For the lazy rest to put it simply physical memory is split into fixed size blocks which are called Memory Pages and depending on the computer architecture and operating system can be 2kb 4kb 16kb 32kb or even 4mb in size. Anytime we request memory from operating system using some syscall it’s best to have the size divisible by the actual operating operating system’s Memory Page size. If used simply this tends to waste a lot of memory so hence we need a way to be more efficient with our requests and also we need to think of a way to recycle the memory requested before which isn’t already needed by the application. All this opens a new area for exploration which is called Memory Allocation Algorithms and is quite a hot topic because not only we need to manage the recycling complexity but also concurrency and parallelism of the actual algorithms to be more efficient with modern multi-processor computers. Some notable examples of algorithm that do that and are used in real world are Doug Lea’s malloc, TLSF and jemalloc, also there are much more out there. In order to explore some basic ideas about memory allocators we’ll write the simplest algorithm commonly called power of 2. The essential idea behind it is to split blocks of memory into sizes divisible by 2 such as 32, 64, 128 and etc. By doing so we could reuse already used blocks by breaking them into more smaller onces. For example 128 block can be broken into 2 blocks of 64 and each of them can also further be broken to 32 sized blocks.
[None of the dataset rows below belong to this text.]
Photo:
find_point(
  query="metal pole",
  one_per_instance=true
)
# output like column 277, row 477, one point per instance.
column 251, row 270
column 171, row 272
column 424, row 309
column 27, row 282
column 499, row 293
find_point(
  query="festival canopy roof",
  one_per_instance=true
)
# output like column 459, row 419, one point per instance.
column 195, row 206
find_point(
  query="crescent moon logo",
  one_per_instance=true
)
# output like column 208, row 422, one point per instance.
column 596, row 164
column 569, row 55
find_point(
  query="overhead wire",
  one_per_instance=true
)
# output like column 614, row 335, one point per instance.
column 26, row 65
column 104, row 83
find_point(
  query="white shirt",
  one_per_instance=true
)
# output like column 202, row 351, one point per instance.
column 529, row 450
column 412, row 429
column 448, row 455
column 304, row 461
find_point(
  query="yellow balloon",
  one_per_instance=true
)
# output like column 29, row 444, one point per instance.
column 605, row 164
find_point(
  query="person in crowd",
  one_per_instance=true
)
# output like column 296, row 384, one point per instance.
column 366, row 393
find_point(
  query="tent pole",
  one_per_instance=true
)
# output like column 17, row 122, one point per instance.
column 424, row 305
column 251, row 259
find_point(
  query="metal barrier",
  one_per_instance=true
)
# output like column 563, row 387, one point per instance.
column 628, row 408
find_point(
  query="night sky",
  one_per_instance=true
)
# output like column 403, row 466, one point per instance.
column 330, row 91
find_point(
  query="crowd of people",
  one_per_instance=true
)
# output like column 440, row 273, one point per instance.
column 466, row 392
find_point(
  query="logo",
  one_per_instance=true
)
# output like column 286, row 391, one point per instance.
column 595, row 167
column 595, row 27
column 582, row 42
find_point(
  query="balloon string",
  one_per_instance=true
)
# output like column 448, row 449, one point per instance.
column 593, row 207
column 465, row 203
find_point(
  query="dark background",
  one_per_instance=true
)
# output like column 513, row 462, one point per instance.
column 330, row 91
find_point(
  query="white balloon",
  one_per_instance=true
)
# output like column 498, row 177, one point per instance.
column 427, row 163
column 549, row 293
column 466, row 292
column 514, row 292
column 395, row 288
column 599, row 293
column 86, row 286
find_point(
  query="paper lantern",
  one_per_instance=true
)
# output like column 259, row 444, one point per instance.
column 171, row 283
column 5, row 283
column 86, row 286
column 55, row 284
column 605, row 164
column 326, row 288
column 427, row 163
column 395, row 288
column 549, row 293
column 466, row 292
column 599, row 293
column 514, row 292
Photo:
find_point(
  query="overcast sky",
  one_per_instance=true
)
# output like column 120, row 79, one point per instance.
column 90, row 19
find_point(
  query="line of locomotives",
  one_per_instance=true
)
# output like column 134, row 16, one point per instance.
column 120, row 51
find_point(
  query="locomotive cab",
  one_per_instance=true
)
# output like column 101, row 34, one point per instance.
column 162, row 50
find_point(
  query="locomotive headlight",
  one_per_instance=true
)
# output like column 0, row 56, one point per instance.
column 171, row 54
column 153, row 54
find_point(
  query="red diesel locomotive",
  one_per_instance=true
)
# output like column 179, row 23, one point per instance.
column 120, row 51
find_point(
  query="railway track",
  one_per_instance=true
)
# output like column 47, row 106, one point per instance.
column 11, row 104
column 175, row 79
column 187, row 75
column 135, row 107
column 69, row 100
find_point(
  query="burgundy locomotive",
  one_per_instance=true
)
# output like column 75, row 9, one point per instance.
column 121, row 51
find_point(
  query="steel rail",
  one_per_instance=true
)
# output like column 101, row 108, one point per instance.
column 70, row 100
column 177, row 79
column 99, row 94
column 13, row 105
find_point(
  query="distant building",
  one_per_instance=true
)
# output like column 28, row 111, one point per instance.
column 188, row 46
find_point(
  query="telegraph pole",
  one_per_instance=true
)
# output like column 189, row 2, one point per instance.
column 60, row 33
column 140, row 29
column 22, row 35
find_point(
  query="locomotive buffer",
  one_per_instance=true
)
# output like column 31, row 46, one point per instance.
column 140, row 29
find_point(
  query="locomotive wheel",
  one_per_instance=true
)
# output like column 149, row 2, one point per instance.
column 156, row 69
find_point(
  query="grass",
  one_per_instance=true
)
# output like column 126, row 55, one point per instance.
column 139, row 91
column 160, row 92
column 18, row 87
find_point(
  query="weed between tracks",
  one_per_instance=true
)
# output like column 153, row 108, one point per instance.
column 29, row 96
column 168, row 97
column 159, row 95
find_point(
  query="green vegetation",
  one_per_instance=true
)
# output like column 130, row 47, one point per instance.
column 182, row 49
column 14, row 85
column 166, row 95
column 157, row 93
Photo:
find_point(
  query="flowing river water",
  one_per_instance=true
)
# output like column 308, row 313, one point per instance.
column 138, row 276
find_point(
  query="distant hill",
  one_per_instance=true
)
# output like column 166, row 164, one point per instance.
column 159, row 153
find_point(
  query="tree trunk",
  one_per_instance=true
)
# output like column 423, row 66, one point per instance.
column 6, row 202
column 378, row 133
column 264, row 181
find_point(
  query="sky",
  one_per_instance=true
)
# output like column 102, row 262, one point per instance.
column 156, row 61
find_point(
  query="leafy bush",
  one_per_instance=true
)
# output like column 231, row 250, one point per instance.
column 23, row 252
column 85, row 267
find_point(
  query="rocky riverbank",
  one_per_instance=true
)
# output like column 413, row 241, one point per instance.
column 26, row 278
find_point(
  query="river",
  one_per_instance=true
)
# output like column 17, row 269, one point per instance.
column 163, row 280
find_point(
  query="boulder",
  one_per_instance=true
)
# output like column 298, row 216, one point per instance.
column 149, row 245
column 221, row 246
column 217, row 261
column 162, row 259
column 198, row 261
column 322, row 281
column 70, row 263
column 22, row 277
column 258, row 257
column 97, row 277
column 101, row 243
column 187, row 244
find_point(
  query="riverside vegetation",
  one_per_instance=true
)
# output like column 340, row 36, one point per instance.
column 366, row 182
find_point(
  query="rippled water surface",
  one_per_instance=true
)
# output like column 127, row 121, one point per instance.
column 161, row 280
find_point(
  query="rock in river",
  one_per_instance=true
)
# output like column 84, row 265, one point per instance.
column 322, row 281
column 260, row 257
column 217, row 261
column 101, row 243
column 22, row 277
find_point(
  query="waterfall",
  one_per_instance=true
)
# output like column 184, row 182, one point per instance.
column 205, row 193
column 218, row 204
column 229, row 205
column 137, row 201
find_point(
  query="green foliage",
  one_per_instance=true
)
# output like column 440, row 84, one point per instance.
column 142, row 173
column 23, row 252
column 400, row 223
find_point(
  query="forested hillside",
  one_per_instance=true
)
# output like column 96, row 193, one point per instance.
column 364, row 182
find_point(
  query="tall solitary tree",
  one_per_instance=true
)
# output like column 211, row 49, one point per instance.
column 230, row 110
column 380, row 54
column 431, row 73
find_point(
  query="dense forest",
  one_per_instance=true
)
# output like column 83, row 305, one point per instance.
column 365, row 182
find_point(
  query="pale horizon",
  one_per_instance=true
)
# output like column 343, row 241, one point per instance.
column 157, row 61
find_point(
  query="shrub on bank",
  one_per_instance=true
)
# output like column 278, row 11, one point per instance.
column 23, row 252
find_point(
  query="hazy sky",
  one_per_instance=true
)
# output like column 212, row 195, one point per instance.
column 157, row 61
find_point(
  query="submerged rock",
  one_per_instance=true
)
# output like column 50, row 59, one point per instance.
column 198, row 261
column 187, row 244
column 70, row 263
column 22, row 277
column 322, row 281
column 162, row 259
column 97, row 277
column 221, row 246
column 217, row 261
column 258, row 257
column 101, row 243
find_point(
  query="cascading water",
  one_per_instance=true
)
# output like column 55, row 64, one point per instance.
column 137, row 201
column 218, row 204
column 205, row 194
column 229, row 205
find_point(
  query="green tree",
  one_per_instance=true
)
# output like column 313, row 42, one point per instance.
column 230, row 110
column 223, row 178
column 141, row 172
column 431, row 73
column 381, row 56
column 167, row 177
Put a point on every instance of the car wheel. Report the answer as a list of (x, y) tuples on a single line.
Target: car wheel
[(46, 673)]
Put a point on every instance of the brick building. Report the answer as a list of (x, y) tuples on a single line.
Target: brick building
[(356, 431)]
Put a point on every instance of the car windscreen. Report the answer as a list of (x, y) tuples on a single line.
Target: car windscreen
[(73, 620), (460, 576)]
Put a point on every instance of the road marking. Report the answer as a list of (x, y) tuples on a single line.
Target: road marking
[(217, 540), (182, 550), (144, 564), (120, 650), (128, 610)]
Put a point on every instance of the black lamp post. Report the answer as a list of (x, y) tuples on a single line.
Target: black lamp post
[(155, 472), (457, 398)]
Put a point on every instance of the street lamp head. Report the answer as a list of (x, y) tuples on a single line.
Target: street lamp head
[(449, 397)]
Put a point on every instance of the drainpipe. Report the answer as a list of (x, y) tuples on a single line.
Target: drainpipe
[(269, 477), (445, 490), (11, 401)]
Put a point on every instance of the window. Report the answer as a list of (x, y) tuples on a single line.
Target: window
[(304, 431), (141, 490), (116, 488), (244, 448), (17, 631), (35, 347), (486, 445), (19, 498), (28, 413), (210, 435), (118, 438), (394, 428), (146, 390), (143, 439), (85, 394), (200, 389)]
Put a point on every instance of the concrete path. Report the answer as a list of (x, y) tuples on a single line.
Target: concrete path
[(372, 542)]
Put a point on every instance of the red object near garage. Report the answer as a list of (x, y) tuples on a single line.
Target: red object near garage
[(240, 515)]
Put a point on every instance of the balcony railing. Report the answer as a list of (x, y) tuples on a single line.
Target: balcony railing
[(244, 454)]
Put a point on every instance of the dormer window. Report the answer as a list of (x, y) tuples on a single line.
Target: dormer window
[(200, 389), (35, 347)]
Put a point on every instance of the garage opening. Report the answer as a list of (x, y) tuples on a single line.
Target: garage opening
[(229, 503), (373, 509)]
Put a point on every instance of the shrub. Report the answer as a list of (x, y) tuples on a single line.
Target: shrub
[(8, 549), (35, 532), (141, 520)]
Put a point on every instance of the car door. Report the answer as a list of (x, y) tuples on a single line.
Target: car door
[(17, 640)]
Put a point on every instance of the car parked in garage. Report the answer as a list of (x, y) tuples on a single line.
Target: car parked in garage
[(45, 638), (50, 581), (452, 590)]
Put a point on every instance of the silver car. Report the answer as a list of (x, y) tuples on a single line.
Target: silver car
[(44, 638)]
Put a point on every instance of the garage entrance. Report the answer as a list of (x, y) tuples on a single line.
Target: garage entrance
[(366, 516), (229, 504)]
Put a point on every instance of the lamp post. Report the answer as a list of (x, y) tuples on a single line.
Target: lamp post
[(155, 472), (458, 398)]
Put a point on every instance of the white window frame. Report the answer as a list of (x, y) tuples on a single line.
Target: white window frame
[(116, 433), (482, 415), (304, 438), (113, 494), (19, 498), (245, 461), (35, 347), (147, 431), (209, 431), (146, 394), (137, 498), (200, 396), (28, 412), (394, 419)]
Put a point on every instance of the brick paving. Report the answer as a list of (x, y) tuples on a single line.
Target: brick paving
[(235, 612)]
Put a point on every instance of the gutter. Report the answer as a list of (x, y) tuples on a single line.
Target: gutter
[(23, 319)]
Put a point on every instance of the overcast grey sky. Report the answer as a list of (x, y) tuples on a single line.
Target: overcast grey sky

In general this tends to waste a lot of memory and introduces memory fragmentation. In worst case scenario half of all requested memory is wasted but usually in real world cases the actual number is near 25%. The memory wasting cost has computing performance gain as the algorithm itself is not hard to implement and works faster than more complex but conservative ones. Hence we are going to write a simple memory allocator also commonly called malloc since this is the library function name used by standard C library for allocating dynamic memory of variable size for the application process. We are going to implement our version of that function and related functions. Our target platform will be Linux and gcc compiler since we aren’t going to bother with portability as this will take much more time and effort. Final version of source code can be browsed in mymalloc repo but I strongly encourage you to write the whole thing from scratch yourself just to better understand the actual processes under the hood.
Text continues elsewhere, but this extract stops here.